Le succès de Disco Soupe tient donc à sa forme-même, mais aussi à la force des valeurs défendues. La Schnippel-Disko avait été un événement ponctuel, il en a résulté un formidable mouvement. L’initiation du mouvement en France ne s’est pas appuyée sur la structure-mère pour prendre forme… et par la suite, elle a dépassé le concept et la portée d’origine.
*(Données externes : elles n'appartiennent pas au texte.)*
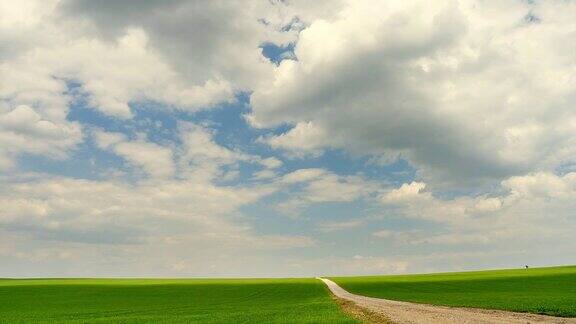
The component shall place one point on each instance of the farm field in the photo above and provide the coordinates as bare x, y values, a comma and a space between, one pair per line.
167, 300
550, 291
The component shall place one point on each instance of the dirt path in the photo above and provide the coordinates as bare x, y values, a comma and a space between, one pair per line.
406, 312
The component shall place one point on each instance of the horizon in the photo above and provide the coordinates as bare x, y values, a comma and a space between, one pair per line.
285, 139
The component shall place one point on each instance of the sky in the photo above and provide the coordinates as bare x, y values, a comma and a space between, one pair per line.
266, 138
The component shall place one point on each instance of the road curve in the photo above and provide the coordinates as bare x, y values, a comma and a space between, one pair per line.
406, 312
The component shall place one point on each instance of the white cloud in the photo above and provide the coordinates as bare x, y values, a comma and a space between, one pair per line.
338, 226
156, 160
23, 130
465, 90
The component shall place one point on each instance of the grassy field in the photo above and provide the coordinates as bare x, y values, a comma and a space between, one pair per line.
137, 301
540, 290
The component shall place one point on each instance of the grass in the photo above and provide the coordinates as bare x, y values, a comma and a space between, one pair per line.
167, 301
549, 291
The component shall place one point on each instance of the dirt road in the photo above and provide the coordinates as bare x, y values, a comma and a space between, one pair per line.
405, 312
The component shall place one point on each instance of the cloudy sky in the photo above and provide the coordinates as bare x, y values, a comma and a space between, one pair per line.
285, 138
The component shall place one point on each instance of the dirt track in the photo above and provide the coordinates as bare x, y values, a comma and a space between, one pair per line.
405, 312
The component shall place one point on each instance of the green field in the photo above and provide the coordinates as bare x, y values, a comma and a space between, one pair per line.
540, 290
150, 300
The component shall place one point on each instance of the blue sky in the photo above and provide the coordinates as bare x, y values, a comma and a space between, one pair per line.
190, 138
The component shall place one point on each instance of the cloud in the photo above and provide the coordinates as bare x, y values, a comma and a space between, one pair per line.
23, 130
157, 161
338, 226
460, 89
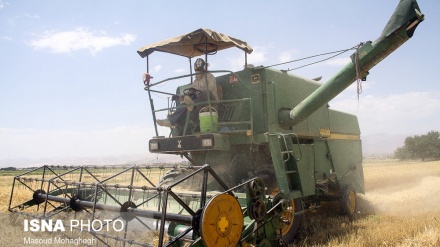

Aujourd’hui, Disco Soupe, Slow Food et la structure-mère n’ont jamais été aussi proches et contribuent à développer le concept au-delà des frontières européennes.
Quelle ampleur pour les Disco Soupes en France…et à l’étranger ?
Depuis la première, plus de 150 Disco Soupe ont eu lieu en France, ce qui représente environ 500 soupes cuisinées, utilisant 50 à 200 kg de légumes qui seraient partis à la poubelle. Dans le monde, le bilan se chiffre à 60 villes mobilisées, 42 000 repas cuisinés collectivement et distribués gratuitement, 20 tonnes de légumes utilisés. L’action a en effet inspiré à l’étranger : les Etats-Unis, la Colombie, l’Irlande, l’Angleterre, la Belgique, la Hollande…et même la Corée s’y sont mis !
De plus, le mouvement est également devenu un incubateur de projets. Ainsi, la « Buena Disco Sociale Soupe » revalorise et transforme des fruits et légumes récupérés pour les distribuer à des personnes en situation de fragilité. Les confitures de qualité « Re-Belles », sont produites et commercialisées à base de fruits récupérés.
Quelques conseils de Caroline Delboy ou Laura Thierry pour des entrepreneurs qui souhaitent s’inspirer de l’international ?
- Assurer une pérennité des actions et de ses acteurs en laissant le format open-source et en animant la communauté des acteurs.
- Etre capable de bien communiquer sur la vision, la mission et les principes d’action du mouvement
- Mettre à disposition des outils relatant précisément les modalités d’une Disco Soupe et fournissant un contenu défendant toujours mieux les valeurs, ingrédients essentiels d’une Disco Soupe.